The problem was identified and a fix prescribed (revert that part of Alex's patch) in Comment #8 and then Chris suggested we might use CPSI mode in Comment #9.  

If you're okay with that and others don't mind possibly breaking "max vm" tests and we don't want to use CPSI mode I'm fine with patches.  The log message should say something about why we changed the code from max long to 2G and why we are changing it back.  I think you might have missed reading Comment #8 and #9.  I catch myself missing comments too in these long bugs.
Comment 13 Ray Johnston 2016-03-10 08:05:44 UTC
As long as the CPSI mode check is only performed in ialloc_alloc_state where
gc_status->max_vm is initialized, then the CET tests that check for this
should be fine. I'd be concerned about putting CPSI mode (runtime) checks
in something like ireclaim, but we shouldn't need it.

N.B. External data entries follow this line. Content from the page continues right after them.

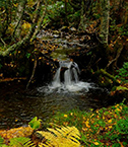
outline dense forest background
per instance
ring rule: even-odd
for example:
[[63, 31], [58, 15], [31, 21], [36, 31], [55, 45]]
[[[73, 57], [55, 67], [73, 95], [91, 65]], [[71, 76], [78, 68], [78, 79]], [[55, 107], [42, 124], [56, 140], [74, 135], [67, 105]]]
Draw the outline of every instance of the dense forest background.
[[32, 79], [39, 62], [47, 69], [55, 66], [57, 59], [51, 54], [57, 46], [37, 38], [47, 30], [53, 37], [69, 40], [76, 35], [84, 46], [68, 56], [86, 72], [107, 75], [113, 82], [110, 74], [115, 76], [128, 60], [127, 9], [126, 0], [1, 0], [1, 79]]
[[[107, 89], [106, 108], [58, 113], [49, 122], [35, 117], [29, 126], [0, 130], [0, 146], [127, 147], [128, 0], [0, 0], [2, 102], [21, 95], [14, 104], [24, 103], [27, 92], [49, 83], [67, 59], [80, 67], [80, 80]], [[104, 104], [106, 97], [93, 100]], [[14, 117], [12, 124], [19, 121]]]

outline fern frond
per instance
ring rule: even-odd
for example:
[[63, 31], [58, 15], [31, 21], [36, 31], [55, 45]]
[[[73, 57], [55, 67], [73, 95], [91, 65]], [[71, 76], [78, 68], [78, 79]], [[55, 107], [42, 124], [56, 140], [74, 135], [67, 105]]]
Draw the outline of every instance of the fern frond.
[[16, 137], [10, 139], [10, 147], [35, 147], [30, 138]]
[[4, 139], [0, 136], [0, 147], [3, 145]]
[[40, 135], [44, 136], [48, 141], [44, 144], [41, 143], [39, 147], [79, 147], [80, 133], [76, 127], [61, 127], [61, 128], [48, 128], [49, 132], [37, 131]]

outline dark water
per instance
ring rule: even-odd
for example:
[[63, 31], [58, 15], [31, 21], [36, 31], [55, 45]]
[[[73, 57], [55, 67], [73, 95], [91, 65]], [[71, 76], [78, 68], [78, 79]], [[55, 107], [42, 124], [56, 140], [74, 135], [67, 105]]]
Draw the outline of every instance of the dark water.
[[107, 105], [108, 91], [99, 87], [82, 94], [54, 91], [44, 95], [33, 89], [26, 94], [12, 94], [0, 99], [0, 129], [26, 125], [35, 116], [46, 121], [58, 111], [75, 108], [89, 111]]

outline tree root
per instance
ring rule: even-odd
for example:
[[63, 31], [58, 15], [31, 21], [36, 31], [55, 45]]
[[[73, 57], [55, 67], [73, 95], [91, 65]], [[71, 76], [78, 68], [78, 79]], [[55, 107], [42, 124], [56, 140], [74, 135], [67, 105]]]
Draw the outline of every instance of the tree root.
[[34, 66], [33, 66], [33, 70], [32, 70], [32, 75], [31, 75], [31, 77], [30, 77], [30, 79], [29, 79], [29, 81], [28, 81], [28, 83], [26, 85], [26, 89], [28, 89], [28, 87], [29, 87], [34, 75], [35, 75], [36, 67], [37, 67], [37, 58], [35, 58]]

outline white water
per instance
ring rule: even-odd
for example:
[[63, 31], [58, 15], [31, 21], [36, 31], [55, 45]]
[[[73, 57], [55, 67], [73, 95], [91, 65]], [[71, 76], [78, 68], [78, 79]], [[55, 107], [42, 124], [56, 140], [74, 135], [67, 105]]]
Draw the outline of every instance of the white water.
[[[63, 79], [61, 80], [61, 70], [65, 68]], [[60, 67], [57, 69], [53, 81], [48, 86], [39, 87], [39, 92], [88, 92], [92, 88], [92, 83], [79, 81], [80, 70], [75, 62], [61, 61]]]

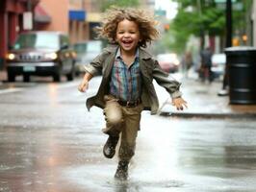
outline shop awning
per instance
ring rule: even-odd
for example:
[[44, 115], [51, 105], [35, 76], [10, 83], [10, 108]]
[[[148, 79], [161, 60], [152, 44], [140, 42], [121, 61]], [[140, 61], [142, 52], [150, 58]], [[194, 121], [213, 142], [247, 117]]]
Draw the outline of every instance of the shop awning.
[[84, 10], [70, 10], [68, 12], [69, 20], [85, 21], [86, 11]]
[[38, 4], [35, 8], [35, 21], [38, 23], [50, 23], [52, 17], [47, 13], [40, 4]]

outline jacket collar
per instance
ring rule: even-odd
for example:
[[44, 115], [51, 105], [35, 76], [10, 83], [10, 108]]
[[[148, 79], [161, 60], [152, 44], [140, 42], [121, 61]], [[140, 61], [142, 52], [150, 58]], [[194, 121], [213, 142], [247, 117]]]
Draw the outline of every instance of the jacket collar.
[[[109, 52], [110, 54], [115, 54], [117, 49], [119, 48], [118, 45], [110, 45], [108, 47], [105, 48], [105, 50], [107, 52]], [[152, 58], [152, 55], [149, 54], [145, 49], [142, 48], [139, 48], [139, 57], [142, 60], [149, 60]]]

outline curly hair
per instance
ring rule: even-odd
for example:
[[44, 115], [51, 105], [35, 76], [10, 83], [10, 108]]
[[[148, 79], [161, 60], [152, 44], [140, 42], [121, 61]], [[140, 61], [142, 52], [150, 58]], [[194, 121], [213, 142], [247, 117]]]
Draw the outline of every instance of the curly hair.
[[108, 10], [102, 21], [102, 26], [97, 28], [99, 37], [107, 38], [111, 43], [116, 43], [115, 36], [117, 25], [120, 21], [127, 19], [138, 24], [141, 41], [140, 47], [146, 47], [159, 37], [159, 32], [155, 28], [157, 21], [150, 13], [135, 8], [112, 8]]

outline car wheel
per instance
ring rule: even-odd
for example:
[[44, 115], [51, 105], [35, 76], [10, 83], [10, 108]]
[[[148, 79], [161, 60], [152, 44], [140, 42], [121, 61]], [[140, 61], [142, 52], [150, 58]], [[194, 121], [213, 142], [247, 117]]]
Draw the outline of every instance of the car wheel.
[[29, 75], [23, 75], [23, 82], [30, 82], [30, 76]]
[[8, 73], [8, 82], [15, 82], [15, 75]]

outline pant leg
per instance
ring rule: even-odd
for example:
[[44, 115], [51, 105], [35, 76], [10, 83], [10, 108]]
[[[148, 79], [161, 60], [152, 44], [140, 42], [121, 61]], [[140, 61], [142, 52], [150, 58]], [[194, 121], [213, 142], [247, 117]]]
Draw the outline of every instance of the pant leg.
[[116, 99], [113, 96], [106, 95], [104, 99], [106, 102], [106, 107], [103, 112], [106, 120], [106, 128], [102, 131], [104, 133], [116, 136], [119, 134], [122, 129], [122, 108], [116, 102]]
[[136, 138], [140, 130], [142, 105], [136, 108], [122, 107], [124, 122], [118, 156], [120, 160], [129, 161], [135, 154]]

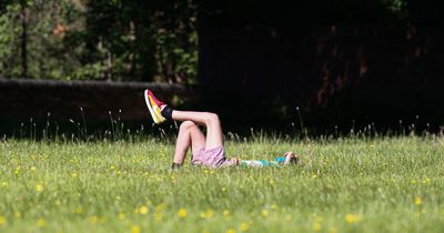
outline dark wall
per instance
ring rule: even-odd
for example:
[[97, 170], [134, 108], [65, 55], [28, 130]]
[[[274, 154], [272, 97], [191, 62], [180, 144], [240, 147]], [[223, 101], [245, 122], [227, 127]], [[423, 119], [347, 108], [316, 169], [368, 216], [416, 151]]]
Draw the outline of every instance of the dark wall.
[[287, 128], [299, 122], [296, 107], [321, 131], [444, 124], [436, 9], [417, 1], [398, 13], [379, 1], [203, 2], [203, 100], [228, 124]]

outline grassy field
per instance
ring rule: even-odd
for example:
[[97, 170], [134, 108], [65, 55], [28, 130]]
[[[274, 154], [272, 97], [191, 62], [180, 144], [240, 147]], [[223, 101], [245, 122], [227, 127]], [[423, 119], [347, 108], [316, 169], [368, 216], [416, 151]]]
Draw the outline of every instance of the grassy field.
[[0, 232], [444, 232], [444, 139], [226, 142], [292, 168], [171, 171], [173, 144], [0, 142]]

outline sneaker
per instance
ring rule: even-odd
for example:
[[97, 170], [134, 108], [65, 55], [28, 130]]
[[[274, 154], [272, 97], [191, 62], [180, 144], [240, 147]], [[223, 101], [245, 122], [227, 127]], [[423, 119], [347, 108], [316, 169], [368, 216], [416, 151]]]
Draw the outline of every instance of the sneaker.
[[162, 116], [160, 113], [164, 104], [162, 101], [159, 101], [155, 99], [154, 94], [150, 90], [145, 90], [144, 92], [144, 98], [145, 98], [145, 103], [148, 109], [150, 110], [151, 116], [154, 121], [154, 123], [160, 124], [164, 121], [167, 121], [165, 118]]

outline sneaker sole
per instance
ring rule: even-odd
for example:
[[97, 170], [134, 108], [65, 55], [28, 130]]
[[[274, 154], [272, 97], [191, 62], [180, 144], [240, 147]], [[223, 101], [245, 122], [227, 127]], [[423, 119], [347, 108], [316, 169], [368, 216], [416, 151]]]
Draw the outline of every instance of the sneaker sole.
[[148, 90], [145, 90], [143, 97], [145, 99], [145, 103], [147, 103], [148, 110], [150, 110], [150, 114], [151, 114], [151, 118], [153, 119], [154, 123], [157, 123], [157, 124], [162, 123], [162, 121], [159, 121], [157, 119], [155, 112], [151, 107], [150, 99], [148, 99]]

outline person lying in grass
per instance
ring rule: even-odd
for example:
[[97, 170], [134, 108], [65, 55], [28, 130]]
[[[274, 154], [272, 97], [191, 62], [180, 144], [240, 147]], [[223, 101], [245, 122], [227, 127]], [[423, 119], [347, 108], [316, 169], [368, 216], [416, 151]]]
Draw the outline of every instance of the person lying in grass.
[[[144, 99], [154, 123], [160, 124], [167, 120], [182, 122], [175, 143], [172, 169], [180, 168], [183, 164], [190, 148], [192, 151], [191, 162], [194, 165], [212, 168], [245, 165], [261, 168], [300, 163], [299, 156], [291, 151], [284, 153], [282, 158], [276, 158], [274, 161], [228, 159], [224, 153], [222, 128], [218, 114], [173, 110], [158, 100], [150, 90], [144, 91]], [[206, 136], [199, 129], [198, 124], [206, 128]]]

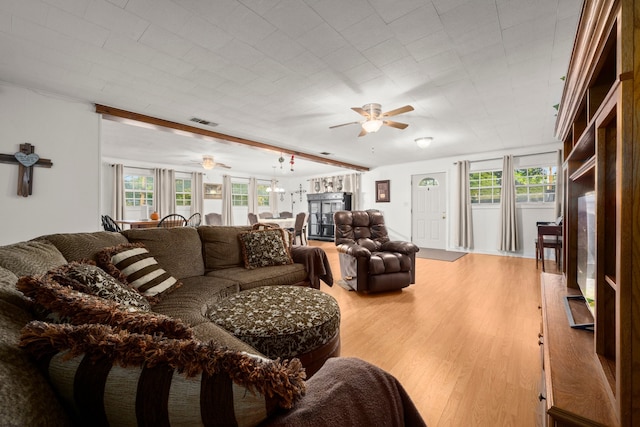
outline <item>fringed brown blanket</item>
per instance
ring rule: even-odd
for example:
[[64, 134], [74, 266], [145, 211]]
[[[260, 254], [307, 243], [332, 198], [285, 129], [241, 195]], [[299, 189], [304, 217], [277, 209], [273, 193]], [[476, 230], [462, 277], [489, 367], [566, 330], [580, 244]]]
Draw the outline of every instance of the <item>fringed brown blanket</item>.
[[304, 264], [309, 273], [311, 287], [320, 289], [320, 280], [329, 286], [333, 286], [333, 274], [327, 254], [322, 248], [316, 246], [291, 246], [291, 258], [293, 262]]
[[293, 409], [261, 427], [426, 426], [400, 382], [363, 360], [337, 357], [307, 380]]

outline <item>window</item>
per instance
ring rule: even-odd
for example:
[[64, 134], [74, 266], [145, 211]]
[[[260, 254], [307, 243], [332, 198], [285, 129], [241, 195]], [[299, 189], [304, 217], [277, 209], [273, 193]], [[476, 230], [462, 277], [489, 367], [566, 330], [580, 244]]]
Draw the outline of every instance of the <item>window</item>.
[[125, 175], [125, 206], [153, 206], [153, 176]]
[[422, 178], [418, 183], [418, 187], [437, 187], [438, 185], [440, 183], [435, 178]]
[[516, 169], [516, 202], [553, 203], [556, 200], [555, 166]]
[[269, 202], [270, 192], [267, 191], [267, 188], [270, 188], [271, 185], [266, 184], [258, 184], [257, 192], [258, 192], [258, 206], [271, 206]]
[[249, 206], [249, 184], [231, 184], [231, 206]]
[[176, 206], [191, 206], [191, 179], [176, 179]]
[[500, 203], [502, 171], [471, 172], [469, 174], [471, 203]]

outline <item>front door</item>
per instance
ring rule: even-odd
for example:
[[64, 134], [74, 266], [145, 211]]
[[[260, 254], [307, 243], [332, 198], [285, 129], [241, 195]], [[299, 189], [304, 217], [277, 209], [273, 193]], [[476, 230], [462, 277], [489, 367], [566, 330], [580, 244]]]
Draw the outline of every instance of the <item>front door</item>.
[[446, 249], [446, 173], [413, 175], [411, 188], [413, 243], [421, 248]]

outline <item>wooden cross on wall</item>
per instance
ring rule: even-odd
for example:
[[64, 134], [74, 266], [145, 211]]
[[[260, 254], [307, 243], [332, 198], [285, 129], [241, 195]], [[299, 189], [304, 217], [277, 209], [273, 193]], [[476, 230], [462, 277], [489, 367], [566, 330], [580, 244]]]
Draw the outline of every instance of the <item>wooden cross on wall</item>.
[[20, 144], [20, 151], [11, 154], [0, 154], [0, 163], [18, 164], [18, 196], [28, 197], [33, 190], [33, 167], [42, 166], [50, 168], [53, 166], [51, 160], [41, 159], [34, 151], [35, 145], [29, 143]]

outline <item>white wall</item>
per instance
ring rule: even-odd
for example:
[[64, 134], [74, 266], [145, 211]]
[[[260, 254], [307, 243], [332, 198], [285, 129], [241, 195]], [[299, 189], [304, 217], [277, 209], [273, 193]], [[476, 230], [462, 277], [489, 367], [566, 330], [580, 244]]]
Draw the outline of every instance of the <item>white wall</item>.
[[0, 153], [35, 145], [33, 194], [17, 195], [17, 164], [0, 163], [0, 244], [100, 229], [100, 121], [94, 106], [0, 83]]
[[[411, 241], [411, 177], [426, 173], [444, 172], [447, 174], [447, 249], [460, 250], [453, 244], [453, 195], [455, 194], [455, 165], [458, 160], [470, 160], [471, 169], [502, 169], [502, 156], [513, 154], [516, 157], [516, 167], [526, 167], [529, 165], [555, 164], [556, 154], [554, 151], [560, 148], [560, 143], [550, 143], [528, 149], [512, 149], [502, 152], [488, 152], [475, 155], [464, 155], [459, 157], [442, 158], [436, 160], [423, 160], [419, 162], [406, 163], [402, 165], [391, 165], [361, 175], [361, 209], [379, 209], [385, 215], [385, 224], [389, 231], [389, 236], [393, 240]], [[549, 154], [535, 156], [533, 153], [548, 152]], [[485, 159], [492, 159], [484, 161]], [[474, 169], [475, 168], [475, 169]], [[380, 180], [390, 180], [389, 203], [375, 202], [375, 182]], [[308, 188], [307, 179], [303, 181], [290, 180], [285, 183], [285, 188], [296, 188], [299, 184], [303, 188]], [[305, 197], [306, 200], [306, 197]], [[306, 209], [306, 203], [297, 205], [297, 210]], [[499, 206], [474, 206], [473, 207], [473, 240], [474, 245], [471, 252], [535, 257], [536, 221], [555, 220], [555, 206], [552, 204], [542, 206], [540, 204], [518, 205], [518, 232], [520, 236], [520, 250], [517, 252], [503, 253], [498, 250], [498, 236], [500, 227]], [[466, 251], [466, 250], [465, 250]]]

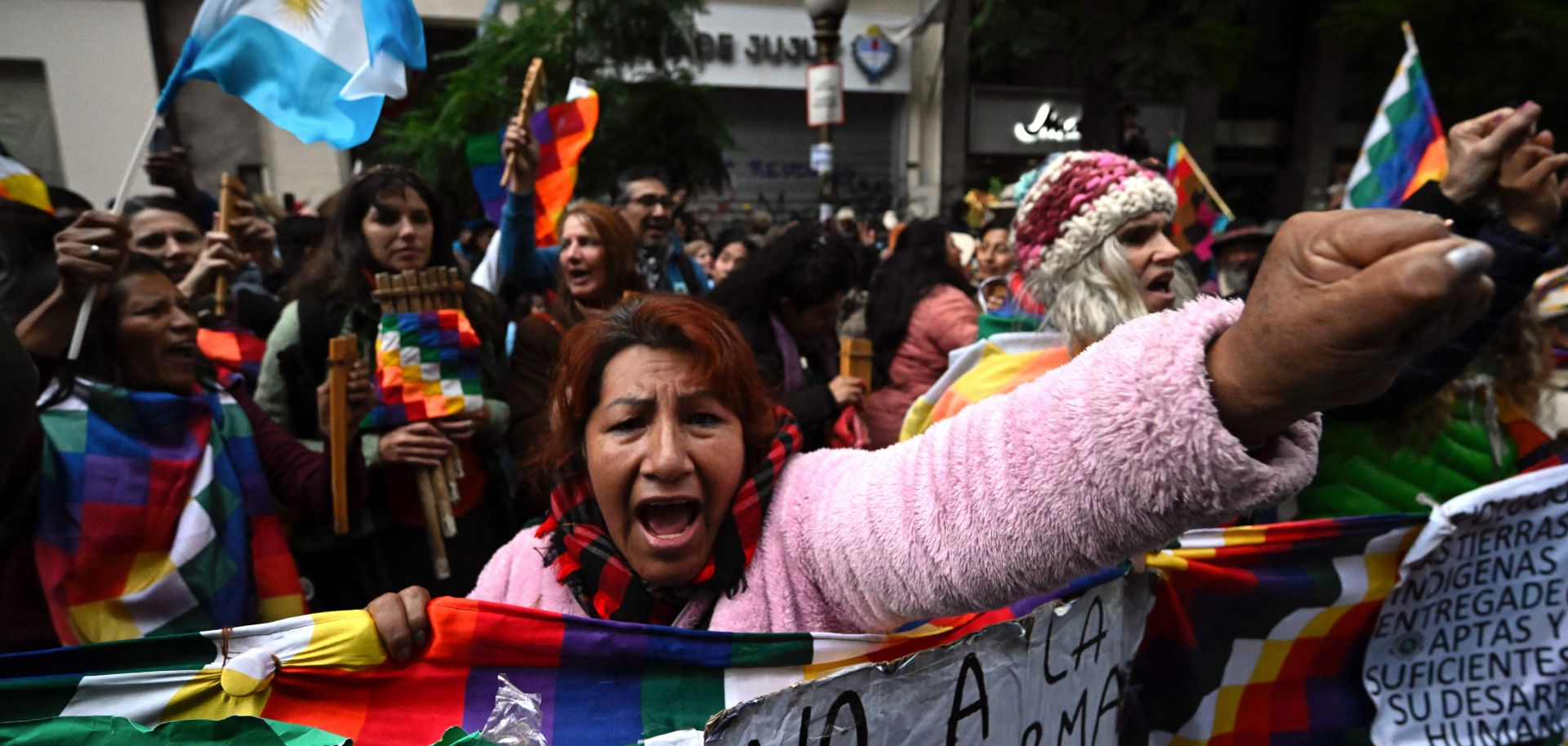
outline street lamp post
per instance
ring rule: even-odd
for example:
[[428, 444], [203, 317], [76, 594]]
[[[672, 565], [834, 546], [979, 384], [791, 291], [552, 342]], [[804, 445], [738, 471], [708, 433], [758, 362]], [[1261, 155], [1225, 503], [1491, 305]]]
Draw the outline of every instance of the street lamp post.
[[[815, 28], [817, 38], [817, 63], [818, 64], [834, 64], [839, 61], [839, 24], [844, 22], [844, 11], [848, 8], [850, 0], [806, 0], [806, 13], [811, 16], [811, 25]], [[842, 77], [839, 83], [842, 85]], [[833, 147], [833, 125], [822, 124], [822, 144], [828, 152]], [[829, 163], [818, 177], [817, 186], [817, 215], [818, 219], [826, 221], [833, 213], [833, 165]]]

Note that this is still only a work-around for 64-bit linux, but I'll add
the changes, and run a regression test and then commit the patch if it
passes regression, but leave the bug open since the customer may not be
using 64-bit.
Comment 14 Ray Johnston 2016-03-15 09:04:19 UTC
Created attachment 12388 [details]
Work-around patch

Patch suitable for git am

Increase limits for tile_clip_buffer and Max VM on 64-bit machines

These changes allow the file from bug 696257 to complete on 64-bit gcc
builds where a "long" is 64 bits. Also the MaxLocalVM and MaxGlobalVM
values returned in CPSI mode are truncated to return only the low 32
bits (CET 99-01.PS)
Comment 15 Peter Cherepanov 2020-12-30 02:59:20 UTC
As expected, 64-bit build runs to completion with maximum allocation of 2GB. 32-bit build fails with VMerror after allocating just 800M.